Мы поняли, что объяснять неправильность его мыслей надобно очень долго, и за сегодняшний день, пожалуй, вразумить человека мы не успеем.

— Ну, чего молчите, отцы? Неужели в вас ни хрена понимания нету? Продрог ведь, — он протянул автомат: — Вот предохранитель, вот спуск. Это — одиночные выстрелы, это — очередями. Лучше всего, отцы, короткими очередями: и шороху больше, и попасть полегче, а то вы все же люди нетренированные…
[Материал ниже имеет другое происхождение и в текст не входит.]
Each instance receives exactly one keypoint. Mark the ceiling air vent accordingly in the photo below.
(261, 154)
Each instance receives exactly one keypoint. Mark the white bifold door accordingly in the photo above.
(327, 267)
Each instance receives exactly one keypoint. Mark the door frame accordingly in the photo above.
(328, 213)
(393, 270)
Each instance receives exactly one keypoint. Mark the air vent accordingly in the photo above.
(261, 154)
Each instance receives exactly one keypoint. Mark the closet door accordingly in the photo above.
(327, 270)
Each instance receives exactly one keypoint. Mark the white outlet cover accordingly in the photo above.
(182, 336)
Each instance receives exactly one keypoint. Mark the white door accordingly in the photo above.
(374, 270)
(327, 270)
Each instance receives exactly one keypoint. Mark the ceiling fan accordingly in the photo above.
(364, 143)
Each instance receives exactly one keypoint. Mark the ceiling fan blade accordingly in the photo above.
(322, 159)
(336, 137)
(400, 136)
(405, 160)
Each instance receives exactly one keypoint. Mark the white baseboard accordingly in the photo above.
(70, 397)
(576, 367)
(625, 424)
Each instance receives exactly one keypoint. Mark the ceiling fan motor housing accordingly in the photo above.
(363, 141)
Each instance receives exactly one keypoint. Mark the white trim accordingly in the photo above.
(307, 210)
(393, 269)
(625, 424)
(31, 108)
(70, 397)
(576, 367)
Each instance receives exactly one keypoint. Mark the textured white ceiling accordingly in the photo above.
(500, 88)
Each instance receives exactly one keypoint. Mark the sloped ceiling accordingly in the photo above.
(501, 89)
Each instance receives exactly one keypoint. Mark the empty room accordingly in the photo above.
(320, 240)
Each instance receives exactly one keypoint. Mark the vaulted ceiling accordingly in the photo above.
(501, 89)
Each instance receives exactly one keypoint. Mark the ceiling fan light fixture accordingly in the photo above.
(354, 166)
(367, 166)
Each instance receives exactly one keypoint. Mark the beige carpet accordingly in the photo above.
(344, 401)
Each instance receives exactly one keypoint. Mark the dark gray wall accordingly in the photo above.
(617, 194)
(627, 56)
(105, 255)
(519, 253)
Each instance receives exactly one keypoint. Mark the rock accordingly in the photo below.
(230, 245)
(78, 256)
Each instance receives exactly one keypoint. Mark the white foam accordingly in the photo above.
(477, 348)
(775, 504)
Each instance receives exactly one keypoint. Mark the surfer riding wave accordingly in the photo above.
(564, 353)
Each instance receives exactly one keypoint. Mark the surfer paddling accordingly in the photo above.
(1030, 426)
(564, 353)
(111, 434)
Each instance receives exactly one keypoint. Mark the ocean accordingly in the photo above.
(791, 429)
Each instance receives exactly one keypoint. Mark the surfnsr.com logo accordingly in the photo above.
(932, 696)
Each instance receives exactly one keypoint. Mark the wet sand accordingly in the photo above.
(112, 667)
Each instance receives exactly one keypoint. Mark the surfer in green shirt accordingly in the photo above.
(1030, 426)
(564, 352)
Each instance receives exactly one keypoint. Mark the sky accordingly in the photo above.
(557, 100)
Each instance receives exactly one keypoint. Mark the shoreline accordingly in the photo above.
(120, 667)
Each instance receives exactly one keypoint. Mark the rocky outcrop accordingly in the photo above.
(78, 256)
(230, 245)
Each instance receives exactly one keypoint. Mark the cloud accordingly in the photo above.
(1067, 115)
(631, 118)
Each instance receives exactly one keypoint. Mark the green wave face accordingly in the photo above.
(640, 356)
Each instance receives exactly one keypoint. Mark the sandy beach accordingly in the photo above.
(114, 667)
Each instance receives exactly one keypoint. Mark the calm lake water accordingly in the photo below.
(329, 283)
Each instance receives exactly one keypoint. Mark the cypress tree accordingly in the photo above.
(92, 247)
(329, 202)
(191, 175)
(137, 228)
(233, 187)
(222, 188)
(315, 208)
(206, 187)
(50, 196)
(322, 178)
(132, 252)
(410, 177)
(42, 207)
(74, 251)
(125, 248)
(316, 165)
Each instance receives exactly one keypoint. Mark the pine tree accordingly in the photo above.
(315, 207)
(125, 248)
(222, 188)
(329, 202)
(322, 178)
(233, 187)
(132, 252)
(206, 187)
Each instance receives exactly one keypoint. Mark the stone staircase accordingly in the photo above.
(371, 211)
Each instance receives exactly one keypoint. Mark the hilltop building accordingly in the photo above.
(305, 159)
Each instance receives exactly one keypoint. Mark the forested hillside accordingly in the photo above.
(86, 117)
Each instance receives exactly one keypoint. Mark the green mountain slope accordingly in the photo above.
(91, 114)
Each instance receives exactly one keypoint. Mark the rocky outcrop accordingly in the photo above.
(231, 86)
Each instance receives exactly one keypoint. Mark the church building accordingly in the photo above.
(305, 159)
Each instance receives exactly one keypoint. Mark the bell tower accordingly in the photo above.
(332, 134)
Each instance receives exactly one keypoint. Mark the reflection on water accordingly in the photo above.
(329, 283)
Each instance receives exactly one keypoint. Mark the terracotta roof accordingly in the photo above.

— Повесь на оградку, — сказал приятель, — да маску-то хоть сними — вдруг кто в тебя самого пальнет с испугу. И побыстрее: если через пять минут не вернешься — уйдем.

— Я мигом, — обрадовался он, — а маску снимать мне не положено. И не переживайте: во-первых я в бронежилете, а во-вторых — не успеют пальнуть, кулаком зашибу, — и, тяжело топая шнурованными ботинками, побежал по аллее.

Минуло пять минут, десять, пятнадцать… Прошли до черной осины, от которой разглядели следующего стрелка, потом — до памятника с голой теткой: и там бродил караульщик.

— Смотри, как здорово, — сказал приятель: — кругом наши люди.

Мы стали размышлять, что делать нам с автоматом… И тут примчался сменщик: из пятнистых карманов торчало несколько бутылочных горлышек. Он тоже сбегал к черной осине, потом к голой тетке, чтобы, значит, поделиться с товарищами. Мы доложили, что на вверенном нам участке никаких недоразумений не произошло, сдали автомат и отправились восвояси.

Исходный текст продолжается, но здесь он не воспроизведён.